Transferring Knowledge on Malaria
Written by Victor Eka Nugrahaputra
Edited and translated by Australia Awards in Indonesia
Understanding malaria is not a simple matter. Even having served as a doctor—be it as a clinician or programmer—in the highly malaria-endemic area of West Papua Province for close to 20 years, does not mean that one has fully grasped the characteristics of malaria. Even if one has experienced firsthand numerous times what it’s like to be infected by tertiana and tropical malaria, it does not mean one knew everything on how to control malaria. And so, learning from the experts of each respective field becomes a humble outlook that everyone must have, even the experts, as they are not necessarily expert in every field.
That is what we learned while participating in the Australia Awards Malaria Prevention and Treatment for Infants, Children and Pregnant Women in Eastern Indonesia Short Term Award in Melbourne, 9-27 May 2016.
Lisa Davidson of the Burnet Institute, Melbourne, shared her experience on Home Malaria Management implemented in East New Britain, Papua New Guinea. In the midst of the malaria crisis, limited infrastructure and health resources, the participation of the community became key. There are five key factors that need to be taken into consideration so that a program involving the community could be carried out effectively:
1. Community engagement.
2. Integration into existing programs.
3. Sustainable training and support.
4. Quality assurance.
5. Local ownership.
Aside from stating that “indigenous knowledge sits in place”, Prof Kerry Arabena from the Indigenous Health Equity Unit, Melbourne School of Population and Global Health (MSPGH), also elaborated on how collective impact can be realised when the indigenous community are invited to collaborate in solving issues, including malaria management. When working together with a certain community, the program, project, or horizontal intervention implementers were reminded of the key points encapsulated within the Taranaki Rules—amongst them being:
1. I am a guest.
2. One day, I will be leaving this community.
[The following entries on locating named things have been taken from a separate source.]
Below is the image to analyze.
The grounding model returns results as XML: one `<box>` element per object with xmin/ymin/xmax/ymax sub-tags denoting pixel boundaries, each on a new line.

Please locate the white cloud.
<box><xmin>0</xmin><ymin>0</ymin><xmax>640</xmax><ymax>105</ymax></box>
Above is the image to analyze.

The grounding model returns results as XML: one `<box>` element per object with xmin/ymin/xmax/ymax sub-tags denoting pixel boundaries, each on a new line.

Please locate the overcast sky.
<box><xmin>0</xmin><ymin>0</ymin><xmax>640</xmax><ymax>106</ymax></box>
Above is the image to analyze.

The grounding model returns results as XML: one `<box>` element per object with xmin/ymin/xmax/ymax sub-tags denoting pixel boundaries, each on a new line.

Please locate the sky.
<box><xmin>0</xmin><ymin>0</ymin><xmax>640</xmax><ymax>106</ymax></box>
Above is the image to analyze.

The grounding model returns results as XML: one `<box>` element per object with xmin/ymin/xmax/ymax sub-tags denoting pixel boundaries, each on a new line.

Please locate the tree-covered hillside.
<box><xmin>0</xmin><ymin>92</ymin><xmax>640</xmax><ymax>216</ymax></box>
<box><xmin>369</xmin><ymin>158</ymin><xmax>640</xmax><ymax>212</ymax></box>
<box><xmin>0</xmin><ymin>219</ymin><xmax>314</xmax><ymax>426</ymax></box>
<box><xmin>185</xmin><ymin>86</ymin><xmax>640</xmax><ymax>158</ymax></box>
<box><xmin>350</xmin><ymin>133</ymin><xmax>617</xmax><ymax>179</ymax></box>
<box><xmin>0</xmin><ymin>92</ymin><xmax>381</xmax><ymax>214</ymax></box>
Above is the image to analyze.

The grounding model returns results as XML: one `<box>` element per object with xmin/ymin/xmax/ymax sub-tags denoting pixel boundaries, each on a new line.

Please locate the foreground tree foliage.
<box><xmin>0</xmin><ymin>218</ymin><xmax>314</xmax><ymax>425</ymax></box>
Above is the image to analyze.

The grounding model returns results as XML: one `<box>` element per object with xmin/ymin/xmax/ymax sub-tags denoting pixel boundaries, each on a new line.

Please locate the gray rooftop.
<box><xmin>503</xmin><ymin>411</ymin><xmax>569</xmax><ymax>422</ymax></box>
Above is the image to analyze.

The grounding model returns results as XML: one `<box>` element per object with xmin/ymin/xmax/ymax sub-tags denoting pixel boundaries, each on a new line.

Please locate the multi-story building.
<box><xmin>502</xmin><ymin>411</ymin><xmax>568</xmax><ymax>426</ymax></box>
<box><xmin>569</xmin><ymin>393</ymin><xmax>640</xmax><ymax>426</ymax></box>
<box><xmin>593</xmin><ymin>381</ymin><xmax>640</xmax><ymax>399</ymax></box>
3. Ninety percent of knowledge comes from the community, while I only possess 10%.
4. Therefore, I should speak only 10% of the time, while listening to the community the rest of the time.
5. Even so, four out of five of my dialogue should take the form of questions.
6. Do not forget to listen to the voice or opinion of marginalised groups.
7. Enquireas could be made using the following approach: "Would you be willing to share your story/opinion/experience with me/us?"
8. A program, project or horizontal intervention shouldn't be too brief. Five years is ideal.
It isn’t necessary to teach the understanding of principles using a one-directional, rigid and serious method. On the contrary, key issues can be imparted through a participatory, interesting and fun method. Lisa Davidson used candies to illustrate the difference between qualitative and quantitative research.Neither types of research are better than the other. Both are needed to fulfill the data and information needs for malaria. There needs to be a push for more malaria research in Indonesia. The Menzies School of Health Research, Darwin, has conducted many research in Papua, in particular the Mimika Regency. Prof. Yaowalark Sukthana, MD, the Dean of the Faculty of Tropical Medicine, Mahidol University, Thailand, also utilised a unique approach to determine whether the participants had understood the materials taught and whether they were smarter than plasmodium. Through various comprehensive study cases, the participants competed in groups, answering various questions. At the Arole Conference Room, the Nossal Institute for Global Health, Timothy Moore lead the discussion on the malaria control towards malaria eradication efforts in four regions: Malaysia, the Phillipines, Sri Lanka and Reunion Island. Indonesia needs to learn from the successes and failures of each of these regions. It was an interesting discussion as participants were able to learn independently and receive input from other participants.
Malaria knowledge transfer is an art form. It is everyone's right to have access to up-to-date knowledge on malaria, in particular in areas where malaria endemicity is still high. The knowledge needs to be disseminated using the right method. The knowledge is not only needed by the current generation fighting towards malaria eradication, but also for the second and third upcoming generations who might no longer face malaria issues. A country became an example of what could happen when it didn’t retain the knowledge on malaria for 20-30 years because the country had been declared free of malaria. When cases of malaria began to rise in the country, it went into shock, with the malaria experts no longer being available.
Meanwhile, Australia and Thailand are examples of the other end of the spectrum. Even though the number of malaria cases in Australia and Thailand are now extremely low, the passion to find new information on malaria is tremendous. Our visits to various research institutions in Melbourne saw this. We are determined to share what we've learned during this Short Term Award with the various stakeholders in our communities. May we be able to contribute more towards a malaria-free Papua and West Papua in 2030.